2016年12月13日

最後に一言







枕元のケータイのアラームが鳴って、イツキは布団の中から手を伸ばす。
まだ、出掛けるには早い時間だが、もうひと眠りするには遅い時間。


「……何時だ?」


背中からイツキを抱き締めたままの黒川が尋ねる。


「……7時。……そろそろ…、起きなきゃ……」


イツキの言葉が終わらないうちに、黒川の手が動き出す。
二人とも、まだ、夜中のコトが終わったままの姿。
イツキの中心は大人しく項垂れていたけれど、、黒川が指先で引っ搔くと、ぴくんぴくんと反応する。

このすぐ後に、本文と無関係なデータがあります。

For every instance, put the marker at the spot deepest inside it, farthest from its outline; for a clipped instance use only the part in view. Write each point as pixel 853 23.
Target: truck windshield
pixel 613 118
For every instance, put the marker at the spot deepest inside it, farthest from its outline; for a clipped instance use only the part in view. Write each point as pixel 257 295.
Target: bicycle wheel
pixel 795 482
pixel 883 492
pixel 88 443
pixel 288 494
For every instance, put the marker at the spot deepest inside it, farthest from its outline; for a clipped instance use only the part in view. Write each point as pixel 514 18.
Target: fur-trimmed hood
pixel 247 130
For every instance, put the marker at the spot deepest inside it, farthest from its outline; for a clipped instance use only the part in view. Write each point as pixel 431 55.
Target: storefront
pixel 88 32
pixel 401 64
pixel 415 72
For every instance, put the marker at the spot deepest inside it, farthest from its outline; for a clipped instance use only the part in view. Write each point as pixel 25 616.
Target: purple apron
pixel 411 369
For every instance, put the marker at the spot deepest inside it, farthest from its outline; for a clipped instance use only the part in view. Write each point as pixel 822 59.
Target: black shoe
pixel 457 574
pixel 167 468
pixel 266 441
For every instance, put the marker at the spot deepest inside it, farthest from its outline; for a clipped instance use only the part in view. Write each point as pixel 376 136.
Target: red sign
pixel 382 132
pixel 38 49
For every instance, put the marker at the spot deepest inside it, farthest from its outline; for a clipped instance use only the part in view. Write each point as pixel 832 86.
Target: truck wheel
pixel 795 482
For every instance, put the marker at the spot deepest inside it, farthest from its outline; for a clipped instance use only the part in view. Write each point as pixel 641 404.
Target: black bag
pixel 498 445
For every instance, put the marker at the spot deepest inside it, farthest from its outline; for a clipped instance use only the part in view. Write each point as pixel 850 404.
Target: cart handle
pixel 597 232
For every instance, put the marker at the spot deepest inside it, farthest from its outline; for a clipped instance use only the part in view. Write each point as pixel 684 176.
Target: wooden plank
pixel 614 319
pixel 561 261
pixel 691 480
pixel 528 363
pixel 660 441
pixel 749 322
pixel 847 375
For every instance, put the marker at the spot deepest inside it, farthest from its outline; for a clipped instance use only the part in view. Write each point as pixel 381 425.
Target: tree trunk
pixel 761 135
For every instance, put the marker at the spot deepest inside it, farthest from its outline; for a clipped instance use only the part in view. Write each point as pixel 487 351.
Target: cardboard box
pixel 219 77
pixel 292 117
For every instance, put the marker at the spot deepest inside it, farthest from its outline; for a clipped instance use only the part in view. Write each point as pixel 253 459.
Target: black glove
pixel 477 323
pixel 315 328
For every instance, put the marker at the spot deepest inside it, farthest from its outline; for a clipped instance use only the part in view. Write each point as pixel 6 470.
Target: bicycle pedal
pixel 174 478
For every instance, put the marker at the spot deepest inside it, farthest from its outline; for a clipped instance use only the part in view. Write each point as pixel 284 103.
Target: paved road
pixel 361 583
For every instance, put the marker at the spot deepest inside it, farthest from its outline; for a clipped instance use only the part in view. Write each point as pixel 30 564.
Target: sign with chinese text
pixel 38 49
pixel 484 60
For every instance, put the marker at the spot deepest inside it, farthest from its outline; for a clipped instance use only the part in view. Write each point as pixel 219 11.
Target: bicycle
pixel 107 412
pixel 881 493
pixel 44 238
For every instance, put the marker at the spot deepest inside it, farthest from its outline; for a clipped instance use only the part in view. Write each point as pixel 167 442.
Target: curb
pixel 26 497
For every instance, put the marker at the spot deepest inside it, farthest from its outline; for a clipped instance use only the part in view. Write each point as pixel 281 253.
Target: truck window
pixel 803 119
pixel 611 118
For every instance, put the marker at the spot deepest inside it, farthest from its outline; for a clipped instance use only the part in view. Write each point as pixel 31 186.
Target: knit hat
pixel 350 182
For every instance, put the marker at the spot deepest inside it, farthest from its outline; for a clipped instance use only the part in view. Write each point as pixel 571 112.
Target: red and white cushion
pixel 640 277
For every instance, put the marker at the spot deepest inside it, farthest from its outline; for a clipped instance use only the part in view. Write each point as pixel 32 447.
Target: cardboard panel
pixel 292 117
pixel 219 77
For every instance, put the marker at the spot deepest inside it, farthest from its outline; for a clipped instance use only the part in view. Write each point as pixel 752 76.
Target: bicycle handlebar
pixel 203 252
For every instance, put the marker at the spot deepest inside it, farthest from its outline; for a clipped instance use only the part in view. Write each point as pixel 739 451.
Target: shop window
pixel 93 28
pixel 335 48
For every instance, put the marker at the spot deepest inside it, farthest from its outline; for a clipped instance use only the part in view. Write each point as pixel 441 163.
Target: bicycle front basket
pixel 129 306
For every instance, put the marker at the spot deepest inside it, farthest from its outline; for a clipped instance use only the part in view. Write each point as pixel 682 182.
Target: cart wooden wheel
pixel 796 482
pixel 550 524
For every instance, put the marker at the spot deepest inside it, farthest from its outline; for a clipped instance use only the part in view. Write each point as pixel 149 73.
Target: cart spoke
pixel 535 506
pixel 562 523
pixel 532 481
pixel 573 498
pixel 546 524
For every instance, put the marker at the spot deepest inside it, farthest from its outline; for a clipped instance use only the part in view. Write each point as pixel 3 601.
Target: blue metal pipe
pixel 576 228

「……俺、今日も、美容室…。……マサヤも横浜行くって…、言ってたじゃん……」
「…ああ」
「…だめだよ…」


もぞもぞと動く黒川の手から逃れるように、イツキは半分身体を起こすのだけど
簡単に捕まり、逆に強く抱き締められてしまう。
……腰のあたりに、黒川の中心が当たり、ドキリとする。

イツキは黒川の腕の中でくるりと回り、黒川に向かい合う。


「……したら、だめ。……離れられなくなっちゃうよ?」



黒川の胸に腕を突っ張り、そんな事を言う。
黒川も、この朝の短い時間にもう一度…とは、本気で思っていなかったのだけど…


「………マサヤが」




最後に一言、そんな事を言われては

黒川も、黙って引き下がるわけにはいかなかった。